CHICAGO (March 25, 2016) – Illinois gained 18,100 jobs in February according to the economic data released today by the federal Bureau of Labor Statistics, or BLS. This jobs gain was the best in the region for the month and has symbolic importance because it puts Illinois back on par with its jobs count from January 2008, before the Great Recession began. However, before February, Illinois was one of only two states in the region to still have fewer jobs compared to before the Great Recession began. Now, only Missouri has fewer jobs today than it had before the Great Recession began.

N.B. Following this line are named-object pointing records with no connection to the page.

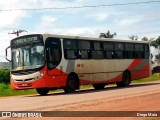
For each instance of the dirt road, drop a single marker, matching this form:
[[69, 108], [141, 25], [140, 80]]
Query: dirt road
[[137, 97]]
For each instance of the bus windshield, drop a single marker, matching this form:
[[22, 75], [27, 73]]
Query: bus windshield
[[27, 53]]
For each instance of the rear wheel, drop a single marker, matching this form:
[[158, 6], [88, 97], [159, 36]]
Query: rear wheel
[[42, 91], [126, 80], [71, 85], [98, 86]]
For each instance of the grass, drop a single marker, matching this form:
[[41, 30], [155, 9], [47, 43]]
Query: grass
[[154, 77], [5, 90]]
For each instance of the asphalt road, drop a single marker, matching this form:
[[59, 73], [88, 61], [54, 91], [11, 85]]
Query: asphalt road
[[59, 100]]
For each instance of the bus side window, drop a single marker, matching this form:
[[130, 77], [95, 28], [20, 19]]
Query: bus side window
[[54, 54], [108, 48], [84, 49], [139, 51], [70, 49], [129, 51]]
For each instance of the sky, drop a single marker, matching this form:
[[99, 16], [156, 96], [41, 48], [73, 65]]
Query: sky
[[126, 20]]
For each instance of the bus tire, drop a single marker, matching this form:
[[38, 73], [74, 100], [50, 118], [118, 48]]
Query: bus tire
[[42, 91], [126, 80], [98, 86], [70, 85]]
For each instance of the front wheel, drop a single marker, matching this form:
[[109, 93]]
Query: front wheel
[[99, 86], [126, 80], [42, 91]]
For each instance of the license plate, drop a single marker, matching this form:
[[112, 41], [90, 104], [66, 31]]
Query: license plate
[[24, 84]]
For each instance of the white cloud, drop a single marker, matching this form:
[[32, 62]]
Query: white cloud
[[129, 21], [101, 16], [11, 18], [47, 22]]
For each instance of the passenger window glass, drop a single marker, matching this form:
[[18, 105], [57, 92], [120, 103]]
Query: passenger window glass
[[108, 46], [119, 46], [84, 45]]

The data also show another up tick for the state’s unemployment rate, with the number of unemployed Illinoisans increasing for the seventh month in a row. While Illinois’ labor force has been expanding, the state’s economy has not been producing enough work opportunities for those entering the workforce, which has caused the unemployment rate to increase. The unemployment rate has risen from a low of 5.8 percent in July 2015 to 6.4 percent in February 2016. This gives Illinois the highest unemployment rate in the Midwest and compares poorly to a 4.9 percent national unemployment rate.

“February’s strong jobs gain has symbolic importance because it finally puts Illinois back to the same jobs count as before the Great Recession began. However, Illinois’ economy was second-to-last in the region to regain pre-recession jobs levels and has been moving too slowly for too long. The BLS numbers also show that more Illinoisans are entering the workforce, but far too many of them are unable to find work,” said Michael Lucci, vice president of policy at the Illinois Policy Institute. “Even though Illinois has now recovered the number of jobs that were lost during the Great Recession, it’s also important to note that the jobs that have returned are not the same as the ones that were lost. Compared to pre-recession levels in January 2008, Illinois has 90,000 fewer manufacturing jobs, and 50,000 more jobs in leisure and hospitality. This reflects a loss of higher-paying, working-class jobs, some of which are replaced by lower-paying service jobs. The need for industrial policy reforms is just as urgent today as ever, along with continued improvement in overall jobs and economic growth.”

Key numbers from today’s BLS report include:

  • Illinois’ unemployment rate for February rose to 6.4 percent. The number of unemployed people in Illinois increased by 7,700 in February 2016 and has gone up by 44,500 in the last seven months.
  • Illinois’ unemployment rate is the highest of surrounding states
    • Illinois: 6.4 percent
    • Indiana: 4.7 percent
    • Iowa: 3.7 percent
    • Kentucky: 5.8 percent
    • Michigan: 4.8 percent
    • Minnesota: 3.7 percent
    • Missouri: 4.2 percent
    • Ohio: 4.9 percent
    • Wisconsin: 4.6 percent
  • February jobs growth for neighboring and Great Lakes states:
    • Illinois gained 18,100 jobs
    • Indiana gained 7,400 jobs
    • Iowa lost 6,200 jobs
    • Kentucky gained 400 jobs
    • Michigan gained 5,500 jobs
    • Minnesota gained 9,000 jobs
    • Missouri gained 9,400 jobs
    • Ohio gained 12,400 jobs
    • Wisconsin gained 7,200 jobs
  • Illinois added 3,500 manufacturing jobs in February, a welcome gain after Illinois lost 6,200 manufacturing jobs in 2015, the worst manufacturing job loss of any state in the region.